Next up in the book review series: Clean Architecture: A Craftsman's Guide to Software Structure and Design by Robert Martin. Although I've loved a lot of the other books by Uncle Bob, I have to admit this one disappointed me and I'll explain why in this book review.

The book contains 3 main sections:

  1. A history of software development (parts I and II of the book)
  2. Principles for software development (parts III and IV of the book)
  3. Guidelines for software architecture (parts V and VI of the book)

The first section is interesting for cultural knowledge, but not very informative otherwise. It describes some of the advances that made languages what they are today and it explains the reasoning behind a lot of the constraints we have today.

The second section is the "theoretical" part of the book. The first five chapters describe SOLID principles, which we have all read about in a lot of other books, and the last three describe similar principles defined for components (instead of classes and interfaces). These are important to understand and is the main part of the book.

The third section is an "application" of the principles describes in the second section. I found a lot of the examples repeated a lot of the information, especially the Details section (part VI). I also think the examples weren't complete in the sense that they don't really present the solution, only the problem. The last chapter (appropriately named "The Missing Chapter" as it was written by Simon Brown as what seems to be an attempt to fix the book) presents the best example and describes the options and decisions that would happen in a real world case.

Who is this book for?

I'm still wondering how to answer this question. As described above, the book presents a lot of useless and/or known information to most advanced developers while presenting new information that would be too advanced for novice developers.

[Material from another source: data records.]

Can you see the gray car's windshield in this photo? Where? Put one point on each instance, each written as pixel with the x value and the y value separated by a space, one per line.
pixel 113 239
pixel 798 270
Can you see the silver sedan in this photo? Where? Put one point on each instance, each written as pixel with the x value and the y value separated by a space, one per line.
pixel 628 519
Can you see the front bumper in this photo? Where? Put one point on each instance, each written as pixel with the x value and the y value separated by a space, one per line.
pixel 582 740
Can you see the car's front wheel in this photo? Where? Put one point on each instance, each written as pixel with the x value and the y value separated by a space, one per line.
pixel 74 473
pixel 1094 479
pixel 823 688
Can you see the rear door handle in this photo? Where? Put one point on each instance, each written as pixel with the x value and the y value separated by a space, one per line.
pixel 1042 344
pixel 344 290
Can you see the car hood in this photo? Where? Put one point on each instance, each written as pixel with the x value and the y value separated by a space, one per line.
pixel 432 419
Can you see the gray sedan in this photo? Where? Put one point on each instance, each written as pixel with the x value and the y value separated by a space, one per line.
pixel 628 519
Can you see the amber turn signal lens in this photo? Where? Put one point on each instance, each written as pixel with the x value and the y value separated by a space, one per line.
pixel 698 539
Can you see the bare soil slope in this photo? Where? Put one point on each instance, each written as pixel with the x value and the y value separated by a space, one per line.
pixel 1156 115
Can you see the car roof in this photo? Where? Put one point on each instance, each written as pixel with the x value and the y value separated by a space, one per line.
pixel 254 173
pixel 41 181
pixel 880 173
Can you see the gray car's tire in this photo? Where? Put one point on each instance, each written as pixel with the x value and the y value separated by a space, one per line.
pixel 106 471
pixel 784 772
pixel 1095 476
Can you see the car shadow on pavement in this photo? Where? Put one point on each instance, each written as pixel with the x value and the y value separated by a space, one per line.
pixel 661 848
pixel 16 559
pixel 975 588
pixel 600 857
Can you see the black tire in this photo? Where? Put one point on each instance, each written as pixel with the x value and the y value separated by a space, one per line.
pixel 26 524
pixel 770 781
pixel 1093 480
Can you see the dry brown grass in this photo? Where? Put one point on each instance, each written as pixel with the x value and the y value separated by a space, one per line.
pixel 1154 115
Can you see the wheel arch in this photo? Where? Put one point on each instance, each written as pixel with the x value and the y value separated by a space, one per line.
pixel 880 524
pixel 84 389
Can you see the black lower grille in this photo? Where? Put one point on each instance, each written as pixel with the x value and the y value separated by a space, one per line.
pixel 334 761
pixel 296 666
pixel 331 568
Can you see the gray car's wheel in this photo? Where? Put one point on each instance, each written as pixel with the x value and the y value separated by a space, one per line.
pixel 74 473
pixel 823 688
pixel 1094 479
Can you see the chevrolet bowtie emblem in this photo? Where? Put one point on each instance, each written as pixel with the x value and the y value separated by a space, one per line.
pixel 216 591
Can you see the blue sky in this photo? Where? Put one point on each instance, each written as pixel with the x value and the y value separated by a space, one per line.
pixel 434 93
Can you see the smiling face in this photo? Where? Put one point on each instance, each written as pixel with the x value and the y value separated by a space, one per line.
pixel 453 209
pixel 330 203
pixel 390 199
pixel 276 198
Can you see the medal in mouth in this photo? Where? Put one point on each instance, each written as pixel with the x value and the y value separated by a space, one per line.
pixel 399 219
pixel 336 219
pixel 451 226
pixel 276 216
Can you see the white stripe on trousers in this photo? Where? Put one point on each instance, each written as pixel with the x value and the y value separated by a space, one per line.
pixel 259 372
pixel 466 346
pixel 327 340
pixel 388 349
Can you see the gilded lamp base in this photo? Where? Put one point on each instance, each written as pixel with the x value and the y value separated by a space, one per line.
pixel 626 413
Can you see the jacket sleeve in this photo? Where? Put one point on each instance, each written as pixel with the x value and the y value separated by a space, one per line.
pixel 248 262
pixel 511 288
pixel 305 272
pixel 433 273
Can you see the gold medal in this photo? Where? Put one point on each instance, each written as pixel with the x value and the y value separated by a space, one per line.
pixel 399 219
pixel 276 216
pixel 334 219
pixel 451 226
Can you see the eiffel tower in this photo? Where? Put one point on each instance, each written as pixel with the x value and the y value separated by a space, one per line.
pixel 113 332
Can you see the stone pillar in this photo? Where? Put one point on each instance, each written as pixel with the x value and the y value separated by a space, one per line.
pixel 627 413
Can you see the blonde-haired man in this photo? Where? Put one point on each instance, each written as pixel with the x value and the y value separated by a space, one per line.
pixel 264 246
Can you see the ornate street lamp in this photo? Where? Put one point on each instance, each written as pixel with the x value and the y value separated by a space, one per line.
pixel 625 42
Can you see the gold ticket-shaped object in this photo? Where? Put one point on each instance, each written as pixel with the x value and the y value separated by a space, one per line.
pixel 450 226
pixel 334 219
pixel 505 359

What should be read in this book?

If you consider yourself a novice developer, and have never had to work with multiple projects/assemblies/modules: the beginning of the book is excellent for you but you might have trouble understanding the component principles and guidelines, a good challenge nonetheless. If you've worked with bigger projects and would like to understand how other developers/architects in your development teams think: start at the component principles (part IV).

What should be retained from this book?

Architecture is about making the least amount of concrete decisions that would force you in a corner, or about making the most amount of abstract decisions that leave options available, however you want to read it. Some decisions will facilitate development but make deployment harder, others will do the opposite. The component principles help you put SOLID principles (pun intended) around larger groupings of objects to help guide those decisions. Each project is different and must be treated differently in regards to it's architecture.

How does proper code apply to clean architecture?

Clean Architecture was derived from Uncle Bob's Clean Code and as such is very relevant in writing proper code. Just like design patterns help make changes and additions to a subset of objects easier down the line, software architecture should help make changes and additions to the whole system easier down the line.